The Soviets marshal their own numbers to show that a rough parity in theater nuclear weapons already exists between NATO and the U.S.S.R. How so? Because Moscow counts “delivery systems” differently. Soviet estimates for NATO include the American submarines and aircraft based in Europe that are capable of carrying nuclear weapons. The Soviets also count British and French bombers and missiles, even though the French are not part of the NATO military structure. According to the Soviet count there are 986 NATO delivery systems. Their own total, they say, is 975. But this does not include all Soviet fighter-bombers and submarines that could deliver nuclear warheads.
There is no doubt why the Soviets are so alarmed by the prospect of new U.S. missiles in Europe. A Pershing II based in West Germany could drop a 20-kiloton warhead within 80 ft. of a target in the Soviet Union some 1,000 miles away just eight minutes after firing. The ground-launched cruise missile, or GLCM, is even more accurate, and able to avoid radar by hugging the terrain, following maps in its internal guidance system.

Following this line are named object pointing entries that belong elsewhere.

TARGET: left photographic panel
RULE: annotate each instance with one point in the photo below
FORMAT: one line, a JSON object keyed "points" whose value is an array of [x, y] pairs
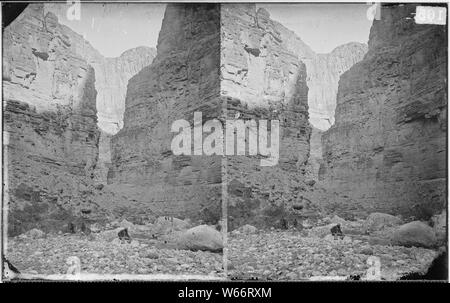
{"points": [[95, 97]]}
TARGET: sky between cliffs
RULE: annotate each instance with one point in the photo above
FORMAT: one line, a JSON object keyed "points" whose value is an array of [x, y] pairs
{"points": [[323, 26], [113, 28]]}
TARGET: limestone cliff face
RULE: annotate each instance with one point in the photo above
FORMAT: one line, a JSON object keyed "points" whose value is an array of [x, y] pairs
{"points": [[183, 78], [263, 79], [387, 150], [324, 71], [112, 75], [50, 124]]}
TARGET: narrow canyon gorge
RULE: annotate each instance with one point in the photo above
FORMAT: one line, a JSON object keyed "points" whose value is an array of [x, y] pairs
{"points": [[362, 145]]}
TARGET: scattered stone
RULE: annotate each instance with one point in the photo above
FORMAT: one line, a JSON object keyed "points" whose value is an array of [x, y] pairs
{"points": [[379, 241], [367, 251], [124, 236], [95, 228], [71, 229], [379, 221], [85, 229], [248, 229], [440, 226], [336, 231], [126, 224], [415, 233], [35, 234]]}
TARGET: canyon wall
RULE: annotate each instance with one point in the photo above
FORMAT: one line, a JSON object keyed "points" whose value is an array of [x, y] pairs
{"points": [[387, 149], [324, 71], [183, 78], [50, 124], [262, 78], [112, 75]]}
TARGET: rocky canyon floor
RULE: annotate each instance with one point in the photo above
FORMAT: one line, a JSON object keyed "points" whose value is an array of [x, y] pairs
{"points": [[252, 254]]}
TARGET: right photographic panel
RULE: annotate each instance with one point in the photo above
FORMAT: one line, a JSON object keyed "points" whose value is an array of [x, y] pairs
{"points": [[335, 164]]}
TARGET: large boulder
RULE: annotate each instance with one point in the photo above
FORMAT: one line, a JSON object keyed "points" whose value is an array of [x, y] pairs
{"points": [[202, 237], [414, 233], [380, 221], [168, 224]]}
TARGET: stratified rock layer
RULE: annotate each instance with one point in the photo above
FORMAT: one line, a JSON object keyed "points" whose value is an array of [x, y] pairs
{"points": [[50, 124], [263, 79], [183, 78], [324, 71], [112, 75], [387, 150]]}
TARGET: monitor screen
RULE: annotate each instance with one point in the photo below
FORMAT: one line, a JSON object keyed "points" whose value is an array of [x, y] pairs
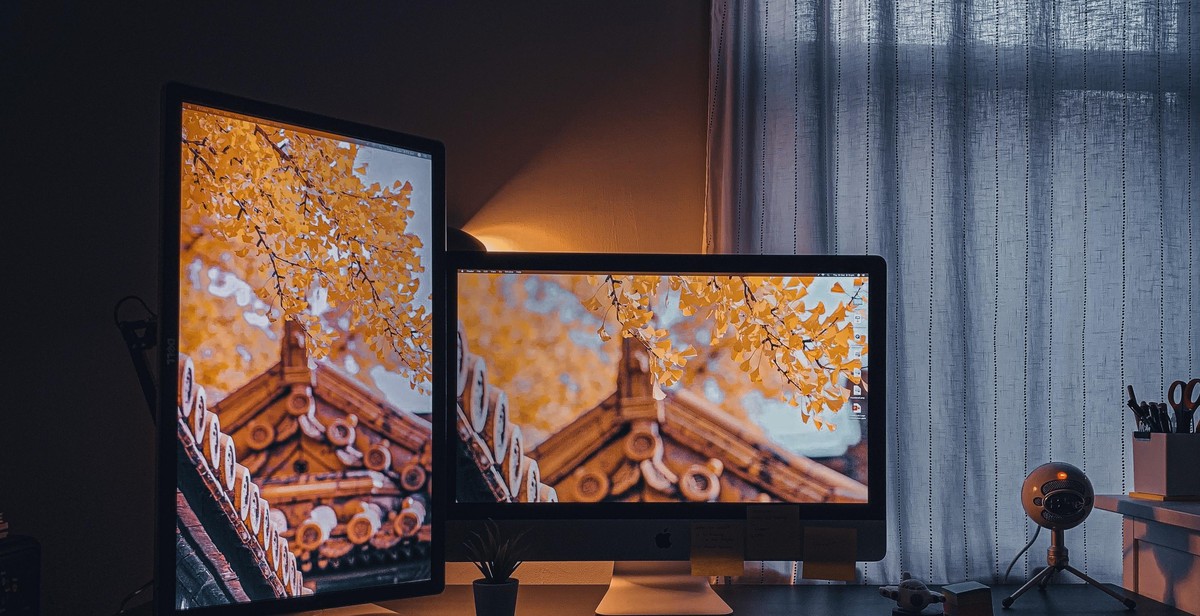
{"points": [[659, 386], [301, 447]]}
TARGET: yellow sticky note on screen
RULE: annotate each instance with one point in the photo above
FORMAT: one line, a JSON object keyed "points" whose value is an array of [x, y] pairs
{"points": [[829, 554], [718, 548]]}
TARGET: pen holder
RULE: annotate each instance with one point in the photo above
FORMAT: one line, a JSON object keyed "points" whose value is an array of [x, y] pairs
{"points": [[1167, 464]]}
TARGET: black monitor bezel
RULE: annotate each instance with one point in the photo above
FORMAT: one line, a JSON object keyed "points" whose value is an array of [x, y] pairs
{"points": [[876, 426], [173, 99]]}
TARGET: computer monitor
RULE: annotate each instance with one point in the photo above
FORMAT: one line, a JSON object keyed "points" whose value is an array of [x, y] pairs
{"points": [[606, 402], [299, 412]]}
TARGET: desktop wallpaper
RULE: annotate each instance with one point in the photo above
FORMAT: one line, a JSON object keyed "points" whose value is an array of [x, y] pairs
{"points": [[672, 388], [305, 362]]}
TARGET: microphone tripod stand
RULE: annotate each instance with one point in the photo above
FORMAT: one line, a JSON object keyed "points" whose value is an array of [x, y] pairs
{"points": [[1059, 561]]}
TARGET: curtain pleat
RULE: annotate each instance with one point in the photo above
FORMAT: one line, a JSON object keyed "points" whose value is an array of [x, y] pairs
{"points": [[1026, 168]]}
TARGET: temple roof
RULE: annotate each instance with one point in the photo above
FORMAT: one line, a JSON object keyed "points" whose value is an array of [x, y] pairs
{"points": [[635, 447], [347, 471], [229, 546]]}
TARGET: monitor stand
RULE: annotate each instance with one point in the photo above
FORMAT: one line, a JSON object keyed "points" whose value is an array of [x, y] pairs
{"points": [[366, 609], [659, 587]]}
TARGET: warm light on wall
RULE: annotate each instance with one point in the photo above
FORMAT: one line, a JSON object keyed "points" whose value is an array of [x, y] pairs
{"points": [[496, 243], [510, 237]]}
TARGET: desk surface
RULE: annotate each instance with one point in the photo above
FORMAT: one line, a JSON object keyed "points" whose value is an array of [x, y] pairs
{"points": [[1182, 514], [1073, 599]]}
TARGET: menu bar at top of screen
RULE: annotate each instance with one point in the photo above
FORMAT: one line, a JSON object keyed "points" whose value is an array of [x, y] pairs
{"points": [[581, 273]]}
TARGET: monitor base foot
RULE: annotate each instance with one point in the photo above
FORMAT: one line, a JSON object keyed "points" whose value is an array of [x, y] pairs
{"points": [[659, 588], [366, 609]]}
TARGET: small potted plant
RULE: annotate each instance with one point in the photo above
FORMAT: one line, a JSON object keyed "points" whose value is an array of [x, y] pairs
{"points": [[497, 558]]}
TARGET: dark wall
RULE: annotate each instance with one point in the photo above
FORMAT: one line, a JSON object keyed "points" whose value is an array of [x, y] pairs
{"points": [[501, 83]]}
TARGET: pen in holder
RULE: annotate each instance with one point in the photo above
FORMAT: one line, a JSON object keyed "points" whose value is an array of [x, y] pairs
{"points": [[1164, 466]]}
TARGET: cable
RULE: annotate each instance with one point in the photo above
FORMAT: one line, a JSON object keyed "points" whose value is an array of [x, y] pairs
{"points": [[121, 301], [141, 336], [130, 597], [1036, 533]]}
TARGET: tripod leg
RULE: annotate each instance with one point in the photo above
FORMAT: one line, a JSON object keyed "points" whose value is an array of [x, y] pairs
{"points": [[1037, 579], [1127, 602], [1045, 580]]}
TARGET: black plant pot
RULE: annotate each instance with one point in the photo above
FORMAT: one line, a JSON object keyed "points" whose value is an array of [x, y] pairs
{"points": [[496, 599]]}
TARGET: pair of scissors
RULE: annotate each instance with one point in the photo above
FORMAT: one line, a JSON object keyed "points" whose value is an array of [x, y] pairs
{"points": [[1185, 404]]}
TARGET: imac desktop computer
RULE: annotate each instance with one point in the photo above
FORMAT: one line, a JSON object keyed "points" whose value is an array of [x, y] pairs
{"points": [[606, 405], [300, 399]]}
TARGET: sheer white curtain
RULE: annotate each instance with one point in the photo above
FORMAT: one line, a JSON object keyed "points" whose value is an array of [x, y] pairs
{"points": [[1026, 168]]}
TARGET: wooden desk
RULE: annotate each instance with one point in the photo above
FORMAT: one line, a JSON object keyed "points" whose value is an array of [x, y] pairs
{"points": [[1068, 599], [1162, 549]]}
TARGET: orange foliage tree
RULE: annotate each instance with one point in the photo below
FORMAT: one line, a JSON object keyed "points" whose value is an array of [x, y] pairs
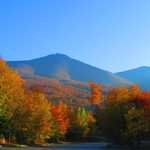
{"points": [[61, 120]]}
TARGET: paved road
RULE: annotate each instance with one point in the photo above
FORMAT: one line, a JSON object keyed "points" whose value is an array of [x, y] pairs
{"points": [[65, 147]]}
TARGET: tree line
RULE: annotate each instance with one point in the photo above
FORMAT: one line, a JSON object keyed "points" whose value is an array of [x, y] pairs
{"points": [[27, 116]]}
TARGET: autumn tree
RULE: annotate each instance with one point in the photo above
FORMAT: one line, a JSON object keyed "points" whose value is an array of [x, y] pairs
{"points": [[61, 120], [82, 123], [96, 96]]}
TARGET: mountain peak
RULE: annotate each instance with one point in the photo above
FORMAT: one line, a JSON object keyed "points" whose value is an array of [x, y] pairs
{"points": [[60, 66]]}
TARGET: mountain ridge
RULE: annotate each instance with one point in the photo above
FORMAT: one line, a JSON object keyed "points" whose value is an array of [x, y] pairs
{"points": [[62, 67]]}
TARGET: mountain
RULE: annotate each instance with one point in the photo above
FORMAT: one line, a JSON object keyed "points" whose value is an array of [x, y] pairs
{"points": [[62, 67], [140, 76]]}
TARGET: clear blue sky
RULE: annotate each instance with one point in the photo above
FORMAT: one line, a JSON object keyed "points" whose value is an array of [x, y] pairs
{"points": [[110, 34]]}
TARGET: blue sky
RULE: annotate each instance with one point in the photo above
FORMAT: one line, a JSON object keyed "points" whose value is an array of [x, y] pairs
{"points": [[110, 34]]}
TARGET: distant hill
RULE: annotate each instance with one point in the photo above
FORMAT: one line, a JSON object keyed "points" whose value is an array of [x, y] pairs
{"points": [[140, 76], [62, 67]]}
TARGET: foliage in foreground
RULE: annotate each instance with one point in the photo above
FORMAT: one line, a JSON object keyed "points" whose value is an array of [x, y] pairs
{"points": [[27, 116]]}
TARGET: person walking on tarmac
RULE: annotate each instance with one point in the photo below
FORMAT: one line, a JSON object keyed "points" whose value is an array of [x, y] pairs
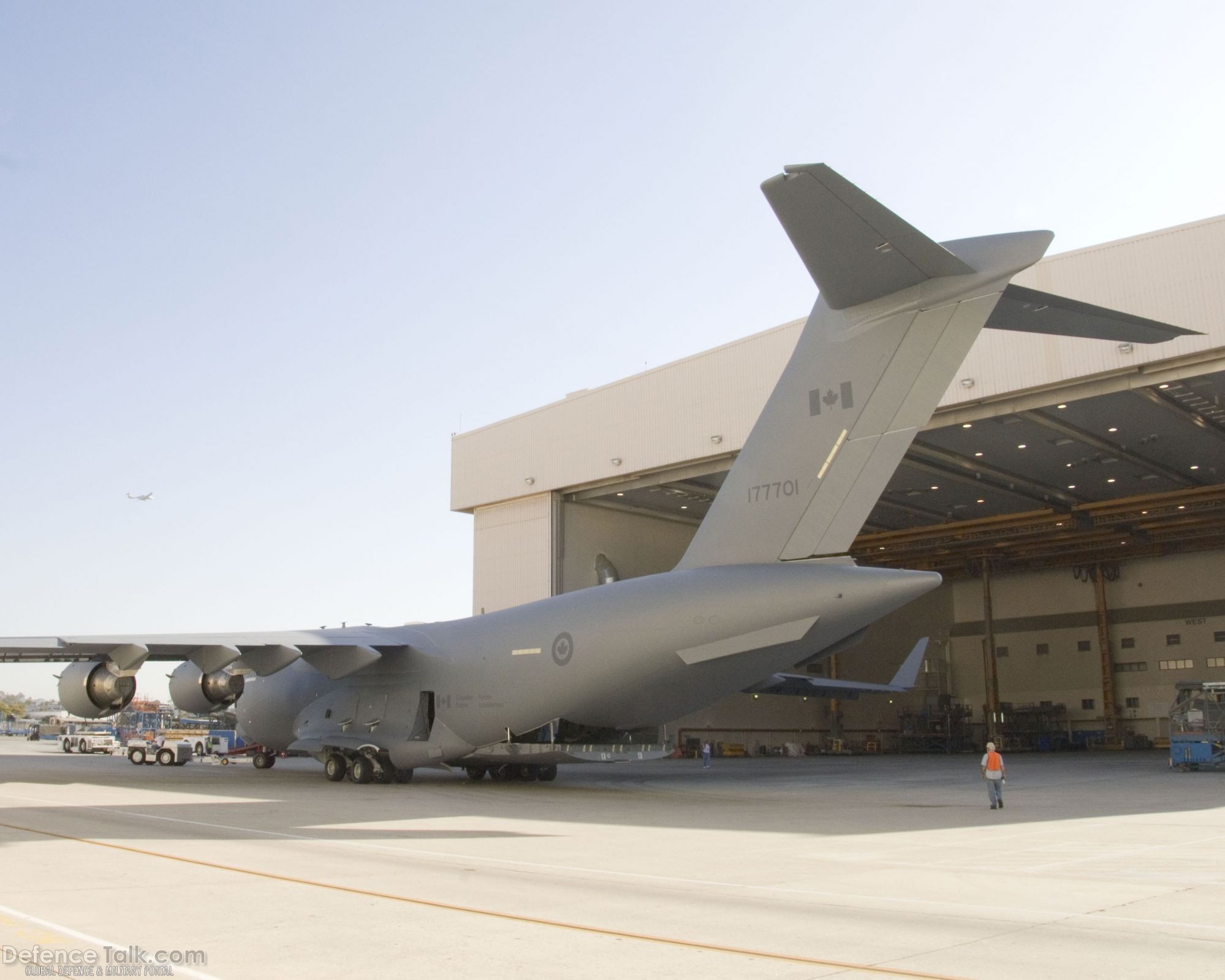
{"points": [[993, 771]]}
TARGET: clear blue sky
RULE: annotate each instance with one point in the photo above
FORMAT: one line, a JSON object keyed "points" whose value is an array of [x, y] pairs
{"points": [[265, 259]]}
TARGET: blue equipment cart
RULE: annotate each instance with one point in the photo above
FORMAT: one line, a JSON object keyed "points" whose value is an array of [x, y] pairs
{"points": [[1197, 726]]}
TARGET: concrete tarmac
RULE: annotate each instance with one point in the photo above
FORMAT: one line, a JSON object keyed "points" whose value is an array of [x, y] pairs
{"points": [[1104, 865]]}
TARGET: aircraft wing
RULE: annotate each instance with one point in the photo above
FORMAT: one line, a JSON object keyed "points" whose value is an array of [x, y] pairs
{"points": [[808, 686], [335, 653]]}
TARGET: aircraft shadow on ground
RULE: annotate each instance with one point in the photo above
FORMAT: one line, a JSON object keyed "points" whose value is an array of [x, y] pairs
{"points": [[824, 797]]}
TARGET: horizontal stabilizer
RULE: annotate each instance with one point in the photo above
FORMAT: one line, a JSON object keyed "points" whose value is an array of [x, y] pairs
{"points": [[854, 248], [809, 686], [1032, 311]]}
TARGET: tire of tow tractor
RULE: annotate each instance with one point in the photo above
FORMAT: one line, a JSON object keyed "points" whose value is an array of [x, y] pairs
{"points": [[363, 771], [335, 767]]}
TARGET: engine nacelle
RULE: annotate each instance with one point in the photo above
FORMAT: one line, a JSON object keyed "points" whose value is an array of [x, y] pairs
{"points": [[94, 689], [196, 693]]}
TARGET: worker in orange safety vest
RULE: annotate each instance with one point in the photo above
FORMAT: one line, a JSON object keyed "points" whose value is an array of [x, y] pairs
{"points": [[993, 771]]}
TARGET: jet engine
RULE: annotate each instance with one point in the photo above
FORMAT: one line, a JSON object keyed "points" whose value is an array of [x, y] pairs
{"points": [[94, 689], [196, 693]]}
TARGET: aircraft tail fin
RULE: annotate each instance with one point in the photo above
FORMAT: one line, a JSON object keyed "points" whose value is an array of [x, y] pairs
{"points": [[862, 380], [854, 248]]}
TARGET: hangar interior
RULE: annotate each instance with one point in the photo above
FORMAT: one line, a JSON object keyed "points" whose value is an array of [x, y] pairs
{"points": [[1071, 492]]}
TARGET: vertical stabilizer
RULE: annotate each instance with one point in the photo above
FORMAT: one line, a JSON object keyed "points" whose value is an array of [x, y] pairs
{"points": [[863, 379]]}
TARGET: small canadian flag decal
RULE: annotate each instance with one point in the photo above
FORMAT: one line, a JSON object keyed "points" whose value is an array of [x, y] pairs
{"points": [[843, 398]]}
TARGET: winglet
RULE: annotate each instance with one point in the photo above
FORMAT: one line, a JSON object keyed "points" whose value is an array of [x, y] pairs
{"points": [[908, 673]]}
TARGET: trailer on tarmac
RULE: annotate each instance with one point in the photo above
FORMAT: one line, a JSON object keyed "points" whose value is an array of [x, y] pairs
{"points": [[87, 743], [1197, 726], [146, 753]]}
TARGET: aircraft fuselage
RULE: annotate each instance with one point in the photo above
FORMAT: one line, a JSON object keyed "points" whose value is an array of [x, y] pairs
{"points": [[626, 655]]}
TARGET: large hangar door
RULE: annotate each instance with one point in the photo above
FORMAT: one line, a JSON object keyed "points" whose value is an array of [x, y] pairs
{"points": [[635, 543]]}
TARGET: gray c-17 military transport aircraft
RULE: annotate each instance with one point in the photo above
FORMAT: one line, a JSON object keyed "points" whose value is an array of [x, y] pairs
{"points": [[765, 585]]}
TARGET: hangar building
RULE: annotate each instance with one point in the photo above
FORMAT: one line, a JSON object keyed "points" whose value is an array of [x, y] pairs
{"points": [[1071, 492]]}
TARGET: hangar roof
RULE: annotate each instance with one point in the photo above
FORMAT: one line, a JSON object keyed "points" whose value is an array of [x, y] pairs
{"points": [[1039, 439]]}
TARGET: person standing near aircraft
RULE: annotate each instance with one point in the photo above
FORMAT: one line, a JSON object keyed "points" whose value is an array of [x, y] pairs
{"points": [[993, 771]]}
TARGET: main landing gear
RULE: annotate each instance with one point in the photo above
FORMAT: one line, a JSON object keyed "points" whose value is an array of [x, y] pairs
{"points": [[363, 767]]}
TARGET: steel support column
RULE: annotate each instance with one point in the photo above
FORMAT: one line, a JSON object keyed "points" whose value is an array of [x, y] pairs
{"points": [[1108, 661], [989, 661]]}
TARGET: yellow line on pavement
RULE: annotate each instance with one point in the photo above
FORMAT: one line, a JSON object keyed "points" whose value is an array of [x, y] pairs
{"points": [[493, 914]]}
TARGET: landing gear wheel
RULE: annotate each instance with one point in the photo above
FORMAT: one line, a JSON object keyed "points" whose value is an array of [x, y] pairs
{"points": [[363, 770]]}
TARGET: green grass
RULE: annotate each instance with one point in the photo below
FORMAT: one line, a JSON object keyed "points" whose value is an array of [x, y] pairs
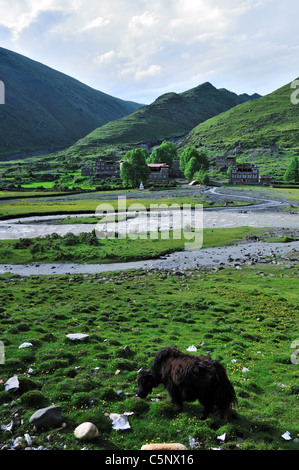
{"points": [[270, 120], [243, 319], [44, 206], [87, 248], [170, 115]]}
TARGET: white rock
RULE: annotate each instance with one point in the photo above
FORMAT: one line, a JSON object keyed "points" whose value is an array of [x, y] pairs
{"points": [[287, 436], [86, 430], [12, 383], [77, 336], [192, 348], [25, 345]]}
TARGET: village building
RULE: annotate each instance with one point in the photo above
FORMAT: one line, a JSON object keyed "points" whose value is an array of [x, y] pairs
{"points": [[224, 162], [175, 171], [266, 180], [159, 172], [244, 174], [87, 170], [106, 169]]}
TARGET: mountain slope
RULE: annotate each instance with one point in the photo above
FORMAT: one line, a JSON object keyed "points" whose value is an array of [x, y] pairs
{"points": [[169, 116], [265, 122], [46, 110]]}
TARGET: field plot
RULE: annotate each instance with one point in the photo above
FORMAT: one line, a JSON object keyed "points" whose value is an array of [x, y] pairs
{"points": [[248, 319]]}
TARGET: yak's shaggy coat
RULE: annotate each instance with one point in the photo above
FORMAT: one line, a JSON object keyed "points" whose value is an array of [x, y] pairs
{"points": [[188, 378]]}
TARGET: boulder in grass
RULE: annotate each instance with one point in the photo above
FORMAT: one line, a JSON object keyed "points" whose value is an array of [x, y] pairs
{"points": [[86, 431], [172, 446], [77, 337], [47, 417]]}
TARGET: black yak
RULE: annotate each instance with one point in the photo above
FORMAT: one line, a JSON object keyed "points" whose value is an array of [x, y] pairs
{"points": [[188, 378]]}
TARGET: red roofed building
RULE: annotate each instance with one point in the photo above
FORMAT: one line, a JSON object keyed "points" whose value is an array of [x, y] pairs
{"points": [[159, 172]]}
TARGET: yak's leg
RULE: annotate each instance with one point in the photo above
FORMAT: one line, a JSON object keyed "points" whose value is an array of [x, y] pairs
{"points": [[207, 408], [175, 397]]}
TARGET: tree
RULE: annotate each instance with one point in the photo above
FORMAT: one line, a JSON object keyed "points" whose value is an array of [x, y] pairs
{"points": [[135, 169], [165, 153], [191, 168], [188, 154], [292, 173], [126, 174], [202, 177]]}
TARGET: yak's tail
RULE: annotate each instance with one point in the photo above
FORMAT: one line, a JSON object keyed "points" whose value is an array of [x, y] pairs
{"points": [[225, 396]]}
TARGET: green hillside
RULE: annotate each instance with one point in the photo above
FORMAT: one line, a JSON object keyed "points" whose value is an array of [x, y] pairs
{"points": [[172, 115], [272, 120], [46, 110]]}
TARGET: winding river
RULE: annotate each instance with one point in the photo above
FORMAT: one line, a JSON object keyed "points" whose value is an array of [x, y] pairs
{"points": [[262, 213]]}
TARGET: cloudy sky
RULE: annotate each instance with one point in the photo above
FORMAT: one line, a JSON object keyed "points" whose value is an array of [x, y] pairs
{"points": [[139, 49]]}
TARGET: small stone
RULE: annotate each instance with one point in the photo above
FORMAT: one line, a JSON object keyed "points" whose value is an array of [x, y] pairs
{"points": [[47, 417], [86, 431], [77, 337], [17, 443], [28, 439], [172, 446]]}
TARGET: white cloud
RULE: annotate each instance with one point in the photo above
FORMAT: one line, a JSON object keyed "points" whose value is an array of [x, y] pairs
{"points": [[103, 59], [136, 48], [96, 23], [152, 71], [19, 15]]}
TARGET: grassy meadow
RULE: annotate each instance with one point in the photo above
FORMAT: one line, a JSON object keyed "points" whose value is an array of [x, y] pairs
{"points": [[87, 248], [247, 319]]}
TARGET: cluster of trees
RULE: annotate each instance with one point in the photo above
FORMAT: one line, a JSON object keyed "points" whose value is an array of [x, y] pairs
{"points": [[292, 173], [135, 167]]}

The Soviet missiles are more of a mixed bag. The clumsy, inaccurate SS-4, first deployed in 1959, has a range of 1,200 miles and a single, one-megaton warhead. The obsolescent SS-5 can throw its megaton warhead some 2,500 miles. But the SS-20, with its 3,000-mile range, is a formidable weapon. Each of its three, separately targetable 150-kiloton warheads is accurate within 100 yds.
The wildly divergent numbers reflect the sharply different interests of the two superpowers. The U.S. wants to redress the imbalance presented by the existing Soviet nuclear arsenal. Moscow fears that the Pershing Us and cruise missiles will give the U.S. a first-strike capability from Europe. The differences are so deep that the game to be played out in Geneva could end before the first hand is dealt.